In 1921, his prayer was answered as Frohman, due to his friendship with the bishop, became the chief architect of the new Cathedral Church of Sts. Peter and Paul, better known these days as the National Cathedral.  It's design and construction would take up the remainder of his life.

Frohman was what is nowadays called "hands on" in his approach to construction, maintaining a level of personal fitness that permitted him, even in his senior years, to access the catwalks and scaffolding of his designs, ensuring the they would be followed to the letter and attending to all of the details. This was wise, as Frohman took an existent plan, already approved by the chapter [a cathedral's version of a parish's vestry] and engaged in a seemingly perpetual series of improvements, some that required just a fraction of change in dimension.

 


The cathedral, first envisioned in the 1890's, is a work of art in perpetual construction, with some of the workers now the third generation of their families to find their vocation among the Gothic sweep, the flying buttresses, the 200+ stained glass windows, and the 112 gargoyles.  While we could detail everything from the "space window", which contains an actual moon rock, to the "yuppie gargoyle", the cathedral maintains a helpful and informative website that informs the viewer of many of the fascinating aspects of its construction and architecture.

While there would be other projects, it was the cathedral that would be the most dear of Frohman's life, and the one place where he was given absolute free reign to innovate and create, all for the sake a making a grand work of art that celebrated divine inspiration and human endeavor.  In 1972, while walking to the cathedral to once again admire his creation and observe the ongoing work, Frohman would be struck and killed by a car in Washington's notoriously pedestrian unfriendly streets.  He was 84.  He is interred in the cathedral's chapel.

Christian structures in the 21st century have many enemies, mostly those of indifference and misguided intention, and the National Cathedral is no different.  During the first decade of this century much of the endowment and other gifts were diverted from maintenance to programming that was mostly of benefit to the egos of the clergy, ignoring a building that was, in and of itself, a far greater proclamation of the Gospel than any virtue-signaling priest or dean could ever realize.  Such misuse is having its effect, and a sacred space is in danger because of it.  Fortunately there are, for now, those unwilling to permit a great structure to perish.
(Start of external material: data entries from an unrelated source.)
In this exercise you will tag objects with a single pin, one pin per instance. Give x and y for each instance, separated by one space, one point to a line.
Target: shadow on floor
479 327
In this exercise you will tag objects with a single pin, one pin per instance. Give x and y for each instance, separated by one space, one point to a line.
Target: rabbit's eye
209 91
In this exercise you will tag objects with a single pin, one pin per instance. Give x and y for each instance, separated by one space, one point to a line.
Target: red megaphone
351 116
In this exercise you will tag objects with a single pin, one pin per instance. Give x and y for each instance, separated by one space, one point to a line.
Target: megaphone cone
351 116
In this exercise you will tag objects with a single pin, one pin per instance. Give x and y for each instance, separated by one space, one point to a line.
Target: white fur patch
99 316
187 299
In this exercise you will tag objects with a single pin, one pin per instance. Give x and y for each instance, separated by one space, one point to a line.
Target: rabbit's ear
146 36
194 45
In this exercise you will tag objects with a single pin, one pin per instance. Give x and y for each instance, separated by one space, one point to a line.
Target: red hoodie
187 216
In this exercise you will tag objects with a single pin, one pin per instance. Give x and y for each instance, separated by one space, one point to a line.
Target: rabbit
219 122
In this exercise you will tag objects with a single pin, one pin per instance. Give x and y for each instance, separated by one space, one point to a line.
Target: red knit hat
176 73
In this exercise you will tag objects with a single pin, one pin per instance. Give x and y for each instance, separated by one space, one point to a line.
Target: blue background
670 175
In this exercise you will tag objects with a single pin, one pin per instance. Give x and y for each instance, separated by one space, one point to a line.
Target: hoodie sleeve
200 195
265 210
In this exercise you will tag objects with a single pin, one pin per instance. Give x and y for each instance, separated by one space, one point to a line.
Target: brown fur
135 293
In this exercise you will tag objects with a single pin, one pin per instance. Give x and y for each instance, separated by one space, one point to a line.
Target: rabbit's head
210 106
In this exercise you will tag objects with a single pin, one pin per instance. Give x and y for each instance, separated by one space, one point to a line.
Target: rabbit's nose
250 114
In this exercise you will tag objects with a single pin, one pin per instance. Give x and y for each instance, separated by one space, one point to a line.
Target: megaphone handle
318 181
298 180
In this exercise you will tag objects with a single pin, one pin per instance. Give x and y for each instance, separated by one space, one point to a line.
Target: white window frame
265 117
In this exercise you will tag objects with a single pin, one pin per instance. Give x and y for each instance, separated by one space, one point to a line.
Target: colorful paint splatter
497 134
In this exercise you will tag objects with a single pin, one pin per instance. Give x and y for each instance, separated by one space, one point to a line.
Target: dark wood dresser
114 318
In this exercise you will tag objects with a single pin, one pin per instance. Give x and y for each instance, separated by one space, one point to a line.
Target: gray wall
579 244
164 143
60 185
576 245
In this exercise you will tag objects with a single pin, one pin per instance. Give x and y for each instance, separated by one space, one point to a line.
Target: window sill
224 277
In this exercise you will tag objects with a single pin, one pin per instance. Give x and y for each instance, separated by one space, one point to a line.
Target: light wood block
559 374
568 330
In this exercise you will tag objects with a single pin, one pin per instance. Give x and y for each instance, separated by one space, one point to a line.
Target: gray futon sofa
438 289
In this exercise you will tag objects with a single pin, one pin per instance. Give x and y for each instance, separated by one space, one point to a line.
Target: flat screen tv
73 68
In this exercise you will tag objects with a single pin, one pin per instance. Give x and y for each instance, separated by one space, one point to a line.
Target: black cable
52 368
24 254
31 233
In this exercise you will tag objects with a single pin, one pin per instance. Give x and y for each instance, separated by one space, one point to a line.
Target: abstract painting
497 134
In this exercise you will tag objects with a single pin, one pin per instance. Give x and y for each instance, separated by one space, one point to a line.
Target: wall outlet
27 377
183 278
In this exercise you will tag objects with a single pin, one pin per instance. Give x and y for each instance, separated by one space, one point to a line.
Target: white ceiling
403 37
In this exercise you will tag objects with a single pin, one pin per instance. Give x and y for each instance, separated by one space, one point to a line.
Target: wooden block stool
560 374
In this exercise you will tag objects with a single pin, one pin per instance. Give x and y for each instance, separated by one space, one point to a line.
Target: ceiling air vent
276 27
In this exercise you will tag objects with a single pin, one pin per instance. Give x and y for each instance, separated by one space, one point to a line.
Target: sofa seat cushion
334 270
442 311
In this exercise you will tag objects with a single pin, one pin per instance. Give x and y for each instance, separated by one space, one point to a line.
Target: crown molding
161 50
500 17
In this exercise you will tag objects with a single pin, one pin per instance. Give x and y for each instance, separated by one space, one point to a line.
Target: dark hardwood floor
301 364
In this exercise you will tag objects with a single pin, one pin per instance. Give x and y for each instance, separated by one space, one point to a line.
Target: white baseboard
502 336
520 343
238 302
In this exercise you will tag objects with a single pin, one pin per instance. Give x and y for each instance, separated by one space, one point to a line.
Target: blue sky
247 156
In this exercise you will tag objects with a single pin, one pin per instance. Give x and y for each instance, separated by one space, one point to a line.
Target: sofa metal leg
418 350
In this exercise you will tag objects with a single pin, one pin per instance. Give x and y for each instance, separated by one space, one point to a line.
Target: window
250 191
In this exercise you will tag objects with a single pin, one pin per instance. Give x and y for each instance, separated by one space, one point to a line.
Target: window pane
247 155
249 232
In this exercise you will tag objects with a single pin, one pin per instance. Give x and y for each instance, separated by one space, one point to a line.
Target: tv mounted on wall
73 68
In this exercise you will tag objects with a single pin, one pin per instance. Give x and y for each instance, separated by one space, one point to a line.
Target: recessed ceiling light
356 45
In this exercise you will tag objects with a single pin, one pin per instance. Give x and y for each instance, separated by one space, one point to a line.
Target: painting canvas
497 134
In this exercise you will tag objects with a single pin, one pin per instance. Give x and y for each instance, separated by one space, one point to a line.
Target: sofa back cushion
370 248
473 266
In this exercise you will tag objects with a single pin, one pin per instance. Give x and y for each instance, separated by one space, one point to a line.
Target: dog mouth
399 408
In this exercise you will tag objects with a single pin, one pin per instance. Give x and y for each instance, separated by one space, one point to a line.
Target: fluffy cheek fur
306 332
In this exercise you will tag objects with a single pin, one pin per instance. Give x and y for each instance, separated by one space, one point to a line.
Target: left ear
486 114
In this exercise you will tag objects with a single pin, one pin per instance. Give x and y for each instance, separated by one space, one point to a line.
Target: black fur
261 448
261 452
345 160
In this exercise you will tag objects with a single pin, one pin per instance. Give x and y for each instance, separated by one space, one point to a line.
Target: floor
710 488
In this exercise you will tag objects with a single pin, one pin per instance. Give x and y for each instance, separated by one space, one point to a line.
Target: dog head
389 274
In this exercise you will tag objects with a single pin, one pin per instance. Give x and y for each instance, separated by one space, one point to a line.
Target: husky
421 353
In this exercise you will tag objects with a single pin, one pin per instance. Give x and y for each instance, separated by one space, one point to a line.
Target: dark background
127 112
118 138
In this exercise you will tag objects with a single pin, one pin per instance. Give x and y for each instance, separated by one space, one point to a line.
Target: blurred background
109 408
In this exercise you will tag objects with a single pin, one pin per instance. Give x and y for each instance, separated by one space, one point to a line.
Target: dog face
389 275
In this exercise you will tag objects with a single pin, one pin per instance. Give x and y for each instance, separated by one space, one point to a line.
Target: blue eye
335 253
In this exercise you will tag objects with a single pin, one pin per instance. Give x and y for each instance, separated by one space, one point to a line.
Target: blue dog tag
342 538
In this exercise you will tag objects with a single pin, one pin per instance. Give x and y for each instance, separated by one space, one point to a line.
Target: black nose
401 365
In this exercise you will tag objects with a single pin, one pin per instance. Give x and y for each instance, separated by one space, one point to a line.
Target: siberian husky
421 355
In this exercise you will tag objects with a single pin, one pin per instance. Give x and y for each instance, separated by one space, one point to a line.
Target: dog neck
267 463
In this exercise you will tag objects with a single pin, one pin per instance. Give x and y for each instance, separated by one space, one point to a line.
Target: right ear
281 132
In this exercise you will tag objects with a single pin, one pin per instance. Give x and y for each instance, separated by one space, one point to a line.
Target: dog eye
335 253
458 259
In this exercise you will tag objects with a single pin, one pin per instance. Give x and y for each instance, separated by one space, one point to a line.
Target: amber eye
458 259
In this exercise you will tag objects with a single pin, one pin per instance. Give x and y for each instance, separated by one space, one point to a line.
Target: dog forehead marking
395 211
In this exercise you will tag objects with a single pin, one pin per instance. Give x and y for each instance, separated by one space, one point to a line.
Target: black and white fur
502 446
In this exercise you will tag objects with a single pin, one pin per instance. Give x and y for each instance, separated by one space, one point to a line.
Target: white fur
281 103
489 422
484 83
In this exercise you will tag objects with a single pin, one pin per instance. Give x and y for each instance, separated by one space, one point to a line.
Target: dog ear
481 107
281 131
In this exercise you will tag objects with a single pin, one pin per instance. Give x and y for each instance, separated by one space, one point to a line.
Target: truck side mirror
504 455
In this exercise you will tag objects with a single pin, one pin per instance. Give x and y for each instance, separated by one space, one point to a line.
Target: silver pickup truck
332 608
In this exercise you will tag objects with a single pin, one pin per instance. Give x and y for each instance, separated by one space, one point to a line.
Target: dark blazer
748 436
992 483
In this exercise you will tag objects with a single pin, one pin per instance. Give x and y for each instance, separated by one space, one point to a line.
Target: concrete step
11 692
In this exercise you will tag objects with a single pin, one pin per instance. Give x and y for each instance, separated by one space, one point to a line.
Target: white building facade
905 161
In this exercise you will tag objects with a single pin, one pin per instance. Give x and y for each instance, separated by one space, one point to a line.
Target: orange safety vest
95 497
Such as it is with innovators, especially those like Borlaug, Brush, and Frohman.  Each added something of value to the human race, furthering and enriching our physical, mental, and spiritual lives, and enabling us to live the rich, varied, and generally happy world we enjoy.  They may be all but unknown to general history these days, but their endeavors and intelligence are still felt and, to the few who know of them, still celebrated.